The US and Iran are capable of hurting each other militarily and so they should be helped to reach a diplomatic solution to their conflict, advised TT former chief of defence staff Rodney Smart. Newsday spoke to Smart minutes after US President Donald Trump’s live address the day after Iranian missiles hit bases in Iraq housing US soldiers, who eluded death.
“The US is undoubtedly a superpower while Iran is a middle power,” Smart said.
“Both are capable of inflicting heavy losses on each other, and heightened conflict between these two powers would no doubt destabilise the region, and by extension could lead to challenges throughout the world.”
Smart urged a better outcome.
“While military strength is a potent element of a country’s national power, so too is diplomacy. As difficult as it is in the circumstances, it seems that at this point in time it should be considered by both sides as the weapon of choice. In the long term the continuation of conflict will not benefit either party.”
Newsday asked about fears being voiced globally, by TT citizens, among others, that the conflict might amount to a World War III.
Smart replied that within living memory, similar fears of a global escalation of hostilities had been needlessly voiced at the outbreak of both the First Gulf War (when US troops ejected Iraqi forces from Kuwait) and the Second Gulf War (when a US invasion toppled then Iraqi leader Saddam Hussain from power.)
Smart remarked, “We don’t know where wars lead to, but certainly it is not to anyone’s benefit. I’ll emphasise the importance of de-escalating the situation, as no one benefits in the long term.”
Newsday asked about the lead-up to the current US-Iran military hostilities.
He recalled a recent attack by civilians on the US embassy in Iran, Iran’s seizure of a British oil tanker after an Iranian tanker had been seized and the US’s objection to Iran’s nuclear enrichment. “You have to look at the whole thing. There have been provocations. Both sides have to walk back.”

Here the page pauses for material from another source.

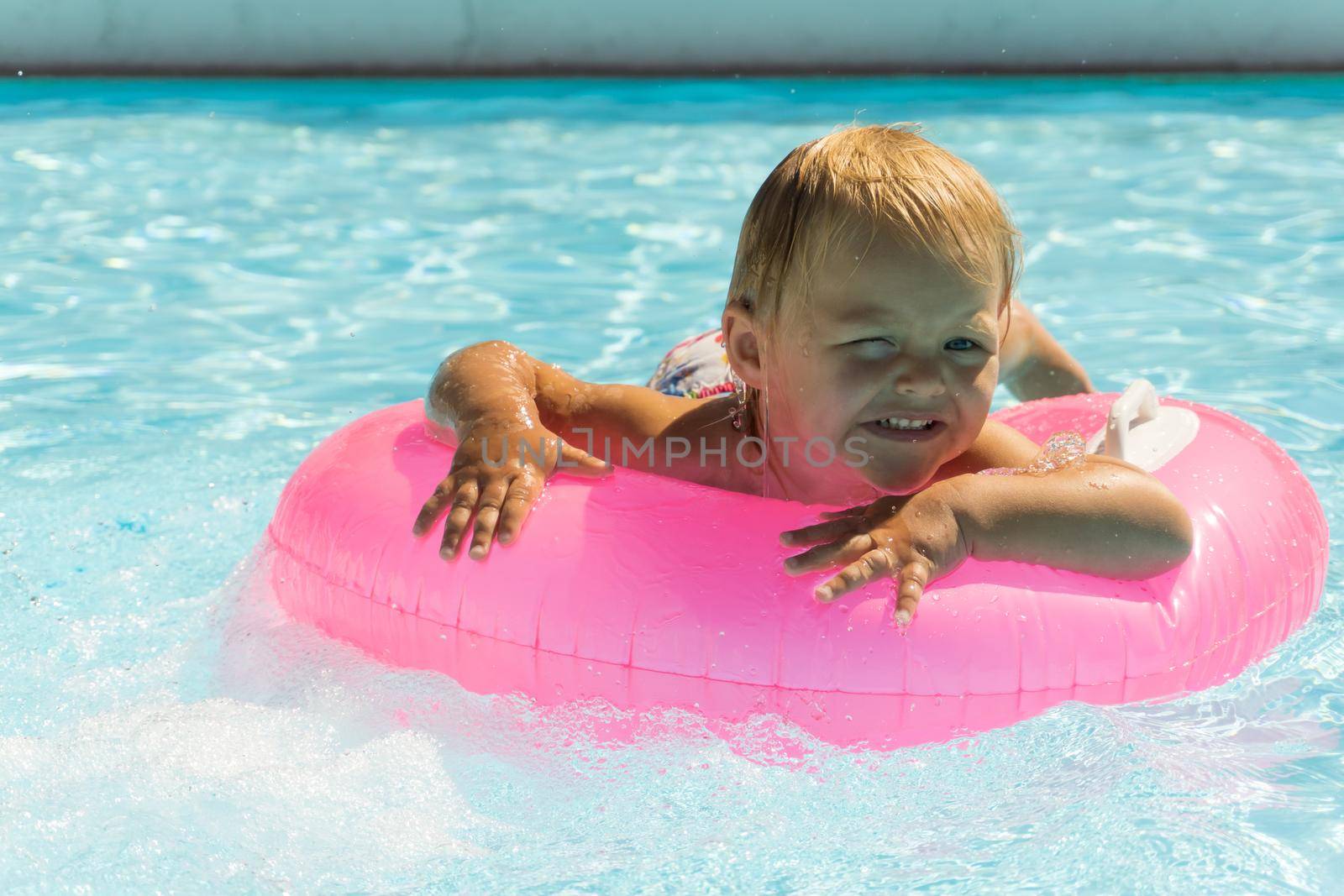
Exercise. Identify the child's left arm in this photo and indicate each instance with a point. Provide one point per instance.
(1104, 517)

Smart again urged a diplomatic solution, saying perhaps the Europeans could help to calm down the conflict.
Trump, in his speech, vowed more sanctions against Iran, yet said he was willing to work with those who embrace peace.
He began by justifying last Friday’s US drone strike that killed Iran commander Qasem Soleimani, who he claimed had “murdered thousands of US troops.”

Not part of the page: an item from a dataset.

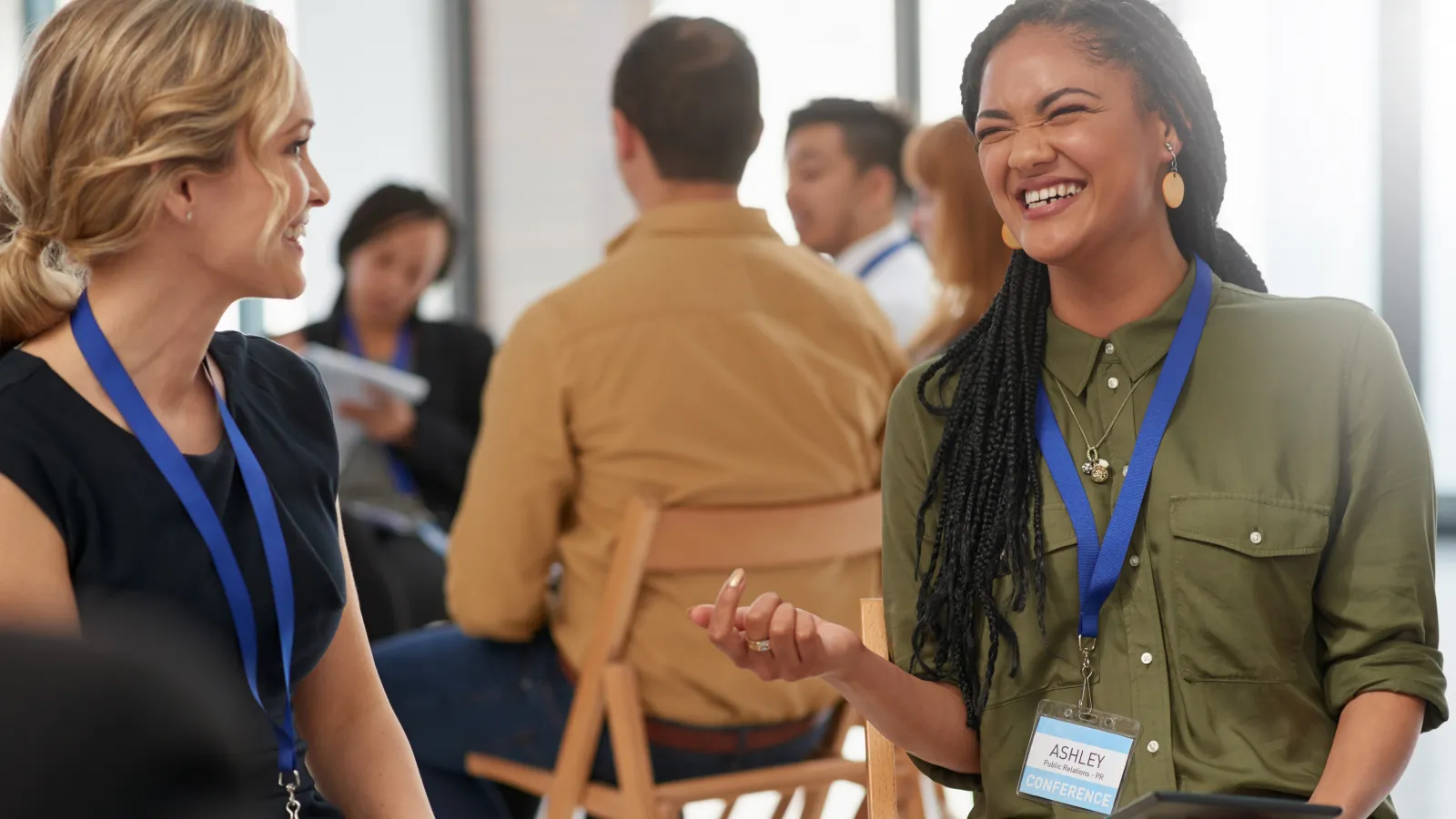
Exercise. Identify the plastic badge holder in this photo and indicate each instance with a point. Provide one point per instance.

Alleging Soleimani was planning new attacks on US targets, Trump dubbed him “a top terrorist,” and did not mention his role in quelling Islamic State/ISIS.
Saying Iran benefits from the Islamic State’s demise, he said the US and Iran should work together against them. Calling for collaboration against ISIS, he said the US wants Iran to have a great future and will work with those who embrace peace.
Trump lamented that Iran had been paid billions of dollars as part of “the foolish nuclear deal” from which he had withdrawn the US, and urged the UK, France, Germany China and Russia to do likewise. He vowed to ask NATO to get more involved in the Middle East. Trump said the US has big missiles, with new hypersonic missiles due soon, but did not want to use them.
Saying the US is the world’s largest producer of crude oil and natural gas, he said, “We do not need Middle East oil.”
Trump’s speech was broadcast live by the world’s media, amidst concerns of any escalation between the two nations, although Iran has said the limited damage caused by its missile strikes signalled its intent to de-escalate the conflict.
Overall, US media viewed Trump’s speech as a de-escalation of tensions.